Abstract: Satellite Imagery Production and Processing Using Apache Hadoop (D. V. Hill)
The United States Geological Survey's (USGS) Earth Resources Observation and Science (EROS) Center Land Science Research and Development (LSRD) project has devised a method to fulfill its processing needs for Essential Climate Variable (ECV) production from the Landsat archive using Apache Hadoop.
Apache Hadoop is the distributed processing technology at the heart of many large-scale, processing solutions implemented at well-known companies such as Yahoo, Amazon, and Facebook. It is a proven framework and can be used to process petabytes of data on thousands of processors concurrently. It is a natural fit for producing satellite imagery and requires only a few simple modifications to serve the needs of science data processing.
This presentation provides an invaluable learning opportunity and should be heard by anyone doing large scale image processing today. The session will cover a description of the problem space, evaluation of alternatives, feature set overview, configuration of Hadoop for satellite image processing, real-world performance results, tuning recommendations and finally challenges and ongoing activities. It will also present how the LSRD project built a 102 core processing cluster with no financial hardware investment and achieved ten times the initial daily throughput requirements with a full time staff of only one engineer.
Abstract: Metrics Measurement for Data Services (J. Werpy)
Recent advancements in Earth Science Systems data distribution include the addition of services that manipulate and process data before delivery to the user. Historically, users must process data locally after downloading inputs from a data center. The metrics for user downloads represent a large volume of data distribution, against which archive performance is measured. With value-added services delivering data processed into smaller, user-defined products, new metrics are required to adequately characterize the effectiveness of service-based distribution.

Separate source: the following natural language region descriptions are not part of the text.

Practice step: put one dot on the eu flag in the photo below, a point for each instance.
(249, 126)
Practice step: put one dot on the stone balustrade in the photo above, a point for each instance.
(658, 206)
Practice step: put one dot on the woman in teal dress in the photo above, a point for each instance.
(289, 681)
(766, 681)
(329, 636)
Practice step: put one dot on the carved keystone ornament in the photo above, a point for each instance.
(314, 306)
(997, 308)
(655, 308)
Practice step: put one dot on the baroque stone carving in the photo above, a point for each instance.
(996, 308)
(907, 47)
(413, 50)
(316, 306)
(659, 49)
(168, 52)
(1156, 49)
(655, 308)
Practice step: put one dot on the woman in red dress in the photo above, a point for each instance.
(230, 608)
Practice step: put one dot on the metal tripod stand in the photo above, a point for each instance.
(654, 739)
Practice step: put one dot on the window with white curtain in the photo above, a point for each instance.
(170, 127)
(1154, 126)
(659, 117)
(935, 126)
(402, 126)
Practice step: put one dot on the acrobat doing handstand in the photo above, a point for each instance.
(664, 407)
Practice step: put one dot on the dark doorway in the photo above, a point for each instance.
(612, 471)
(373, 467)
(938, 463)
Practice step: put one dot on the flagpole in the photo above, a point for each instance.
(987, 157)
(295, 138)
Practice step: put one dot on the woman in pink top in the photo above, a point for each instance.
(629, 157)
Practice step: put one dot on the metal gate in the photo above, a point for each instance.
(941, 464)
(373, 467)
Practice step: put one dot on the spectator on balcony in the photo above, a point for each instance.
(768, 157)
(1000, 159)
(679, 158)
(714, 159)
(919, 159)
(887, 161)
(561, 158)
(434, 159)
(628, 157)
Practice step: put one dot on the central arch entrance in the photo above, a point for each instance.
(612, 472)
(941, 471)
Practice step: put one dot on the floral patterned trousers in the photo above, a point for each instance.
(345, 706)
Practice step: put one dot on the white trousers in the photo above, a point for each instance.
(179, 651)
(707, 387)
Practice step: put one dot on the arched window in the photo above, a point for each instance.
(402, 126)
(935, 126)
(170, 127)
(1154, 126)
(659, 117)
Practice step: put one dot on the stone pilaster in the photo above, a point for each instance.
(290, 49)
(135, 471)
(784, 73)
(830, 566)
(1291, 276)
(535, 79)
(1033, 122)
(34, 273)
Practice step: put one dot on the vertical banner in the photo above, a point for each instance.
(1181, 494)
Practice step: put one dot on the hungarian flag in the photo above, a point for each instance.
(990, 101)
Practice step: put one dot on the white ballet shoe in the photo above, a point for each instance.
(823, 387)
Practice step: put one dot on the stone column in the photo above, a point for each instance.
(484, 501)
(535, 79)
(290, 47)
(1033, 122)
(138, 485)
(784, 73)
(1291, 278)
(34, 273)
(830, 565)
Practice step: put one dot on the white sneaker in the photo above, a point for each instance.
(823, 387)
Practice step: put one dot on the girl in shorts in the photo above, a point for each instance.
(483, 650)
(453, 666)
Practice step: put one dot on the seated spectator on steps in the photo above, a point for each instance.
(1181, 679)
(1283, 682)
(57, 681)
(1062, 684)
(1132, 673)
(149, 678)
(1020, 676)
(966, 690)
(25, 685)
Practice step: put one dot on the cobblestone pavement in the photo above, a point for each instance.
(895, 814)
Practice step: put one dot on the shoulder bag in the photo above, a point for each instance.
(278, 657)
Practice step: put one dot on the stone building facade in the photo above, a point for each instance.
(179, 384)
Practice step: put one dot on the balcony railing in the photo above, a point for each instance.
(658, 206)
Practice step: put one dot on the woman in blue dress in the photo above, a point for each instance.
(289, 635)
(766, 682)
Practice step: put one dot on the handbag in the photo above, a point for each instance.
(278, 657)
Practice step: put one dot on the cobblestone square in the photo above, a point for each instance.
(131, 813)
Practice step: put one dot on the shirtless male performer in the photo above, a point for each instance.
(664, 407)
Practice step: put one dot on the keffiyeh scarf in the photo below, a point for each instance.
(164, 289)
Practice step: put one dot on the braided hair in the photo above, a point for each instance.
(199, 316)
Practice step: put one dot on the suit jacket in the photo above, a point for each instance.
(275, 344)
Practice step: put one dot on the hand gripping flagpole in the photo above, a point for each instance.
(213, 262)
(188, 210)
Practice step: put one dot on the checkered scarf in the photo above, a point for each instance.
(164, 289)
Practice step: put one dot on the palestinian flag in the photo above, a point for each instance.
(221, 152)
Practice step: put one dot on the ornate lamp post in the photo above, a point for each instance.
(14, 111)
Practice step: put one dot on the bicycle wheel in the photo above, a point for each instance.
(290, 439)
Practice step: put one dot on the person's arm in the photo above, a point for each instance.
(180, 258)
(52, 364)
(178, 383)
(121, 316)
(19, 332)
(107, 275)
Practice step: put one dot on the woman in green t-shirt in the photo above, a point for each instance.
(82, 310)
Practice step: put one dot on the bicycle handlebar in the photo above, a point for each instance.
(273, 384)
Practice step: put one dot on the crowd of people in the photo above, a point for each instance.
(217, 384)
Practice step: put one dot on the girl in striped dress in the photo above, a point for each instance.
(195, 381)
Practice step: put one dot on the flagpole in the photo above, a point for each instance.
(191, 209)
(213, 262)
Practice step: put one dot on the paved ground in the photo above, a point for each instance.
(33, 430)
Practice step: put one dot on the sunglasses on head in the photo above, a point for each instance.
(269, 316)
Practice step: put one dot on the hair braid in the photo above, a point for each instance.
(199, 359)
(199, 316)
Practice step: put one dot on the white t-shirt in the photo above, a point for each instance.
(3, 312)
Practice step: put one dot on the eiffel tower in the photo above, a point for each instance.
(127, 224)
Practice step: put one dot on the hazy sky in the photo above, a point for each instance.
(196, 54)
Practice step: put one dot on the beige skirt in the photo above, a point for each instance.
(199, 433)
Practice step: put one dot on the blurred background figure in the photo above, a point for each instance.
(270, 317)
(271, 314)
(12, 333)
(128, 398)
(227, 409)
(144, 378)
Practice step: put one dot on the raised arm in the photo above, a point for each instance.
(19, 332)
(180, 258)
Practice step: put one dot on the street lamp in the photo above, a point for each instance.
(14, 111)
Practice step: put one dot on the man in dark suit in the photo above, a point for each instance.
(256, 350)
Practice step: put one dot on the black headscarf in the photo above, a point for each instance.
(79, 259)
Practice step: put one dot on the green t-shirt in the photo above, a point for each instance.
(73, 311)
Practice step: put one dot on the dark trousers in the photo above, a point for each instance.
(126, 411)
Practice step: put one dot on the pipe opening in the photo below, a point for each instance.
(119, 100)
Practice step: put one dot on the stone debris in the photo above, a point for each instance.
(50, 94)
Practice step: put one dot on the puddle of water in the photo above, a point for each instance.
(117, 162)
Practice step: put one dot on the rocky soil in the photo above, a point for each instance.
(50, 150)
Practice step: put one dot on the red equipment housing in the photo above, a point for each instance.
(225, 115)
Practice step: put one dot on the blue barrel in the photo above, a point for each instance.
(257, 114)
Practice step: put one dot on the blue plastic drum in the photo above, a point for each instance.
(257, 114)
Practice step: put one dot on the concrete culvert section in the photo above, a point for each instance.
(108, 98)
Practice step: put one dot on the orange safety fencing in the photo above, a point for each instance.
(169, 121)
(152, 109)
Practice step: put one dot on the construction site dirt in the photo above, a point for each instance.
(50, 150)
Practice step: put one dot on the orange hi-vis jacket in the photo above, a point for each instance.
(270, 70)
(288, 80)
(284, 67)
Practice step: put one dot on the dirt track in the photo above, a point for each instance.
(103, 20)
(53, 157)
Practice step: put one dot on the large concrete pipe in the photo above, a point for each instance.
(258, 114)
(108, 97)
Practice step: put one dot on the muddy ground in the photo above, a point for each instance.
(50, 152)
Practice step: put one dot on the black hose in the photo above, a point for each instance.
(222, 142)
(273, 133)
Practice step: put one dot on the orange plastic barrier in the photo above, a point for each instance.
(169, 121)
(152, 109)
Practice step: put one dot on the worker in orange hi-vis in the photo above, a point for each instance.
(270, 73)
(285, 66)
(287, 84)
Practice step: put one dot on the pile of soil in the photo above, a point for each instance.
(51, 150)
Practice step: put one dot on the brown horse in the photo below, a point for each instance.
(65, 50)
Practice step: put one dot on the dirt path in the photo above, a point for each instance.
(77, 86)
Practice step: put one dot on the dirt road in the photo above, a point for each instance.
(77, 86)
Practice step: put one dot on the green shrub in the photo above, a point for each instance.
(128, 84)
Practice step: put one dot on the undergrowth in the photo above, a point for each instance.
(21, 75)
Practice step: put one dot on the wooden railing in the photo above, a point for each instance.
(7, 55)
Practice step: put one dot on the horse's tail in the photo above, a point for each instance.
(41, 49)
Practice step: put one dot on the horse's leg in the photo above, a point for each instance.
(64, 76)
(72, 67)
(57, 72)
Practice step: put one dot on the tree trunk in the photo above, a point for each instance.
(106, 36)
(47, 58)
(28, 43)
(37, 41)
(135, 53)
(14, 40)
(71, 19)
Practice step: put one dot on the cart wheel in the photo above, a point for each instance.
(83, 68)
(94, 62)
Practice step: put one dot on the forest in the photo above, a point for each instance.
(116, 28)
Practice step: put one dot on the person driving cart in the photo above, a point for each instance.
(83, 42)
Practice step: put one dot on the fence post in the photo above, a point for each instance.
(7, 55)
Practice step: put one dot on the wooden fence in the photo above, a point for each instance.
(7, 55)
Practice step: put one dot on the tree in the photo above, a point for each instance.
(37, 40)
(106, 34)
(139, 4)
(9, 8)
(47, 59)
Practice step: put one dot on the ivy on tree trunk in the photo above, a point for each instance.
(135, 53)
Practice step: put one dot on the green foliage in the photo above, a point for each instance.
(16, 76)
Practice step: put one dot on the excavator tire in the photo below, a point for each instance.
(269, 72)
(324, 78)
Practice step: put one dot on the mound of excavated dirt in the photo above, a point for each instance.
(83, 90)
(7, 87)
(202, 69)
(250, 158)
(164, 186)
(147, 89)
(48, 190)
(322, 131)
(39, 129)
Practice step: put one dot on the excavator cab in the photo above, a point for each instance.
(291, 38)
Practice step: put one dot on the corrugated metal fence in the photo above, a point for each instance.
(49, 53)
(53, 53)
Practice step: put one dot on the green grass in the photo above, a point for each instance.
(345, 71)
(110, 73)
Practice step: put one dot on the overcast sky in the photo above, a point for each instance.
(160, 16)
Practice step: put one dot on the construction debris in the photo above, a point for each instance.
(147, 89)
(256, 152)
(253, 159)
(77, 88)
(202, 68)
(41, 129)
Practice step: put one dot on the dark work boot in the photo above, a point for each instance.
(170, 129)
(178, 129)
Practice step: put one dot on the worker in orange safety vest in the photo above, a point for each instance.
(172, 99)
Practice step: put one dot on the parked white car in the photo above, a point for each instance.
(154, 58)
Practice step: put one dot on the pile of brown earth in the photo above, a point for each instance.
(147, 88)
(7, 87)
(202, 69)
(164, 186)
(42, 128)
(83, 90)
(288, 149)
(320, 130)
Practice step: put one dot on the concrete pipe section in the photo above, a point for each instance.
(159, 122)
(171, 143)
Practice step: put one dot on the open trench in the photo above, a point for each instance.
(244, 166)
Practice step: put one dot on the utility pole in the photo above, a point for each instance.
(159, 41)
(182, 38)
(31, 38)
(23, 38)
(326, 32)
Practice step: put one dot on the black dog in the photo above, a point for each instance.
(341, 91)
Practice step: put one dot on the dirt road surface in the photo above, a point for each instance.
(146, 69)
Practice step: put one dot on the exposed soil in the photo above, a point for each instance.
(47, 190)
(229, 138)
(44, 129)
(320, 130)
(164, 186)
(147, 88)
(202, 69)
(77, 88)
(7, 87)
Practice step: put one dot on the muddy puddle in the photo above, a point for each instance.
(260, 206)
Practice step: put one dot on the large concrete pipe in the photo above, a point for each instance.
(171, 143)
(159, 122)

The first key indicator is the reduced volume of data that the users download in relation to the size of the inputs. The processing effort applied to processing the final product is a second metric needed to scope system infrastructure to support value-added services. Third, in certain cases processing may occur at a location other than the host archive, or data from multiple archives is utilized to create a fusion product. Metrics tracking distribution from the originating data source through a processing center to a user introduces the complexity of potentially overlapping or excluded measurements.
Providing reduced-volume products from multiple data centers is a significant advancement in science data distribution, and should be tracked accordingly. The responsibility of accurately measuring a data center's capacity and success distributing products through value-added services is achievable with the implementation of new methods for metrics collection.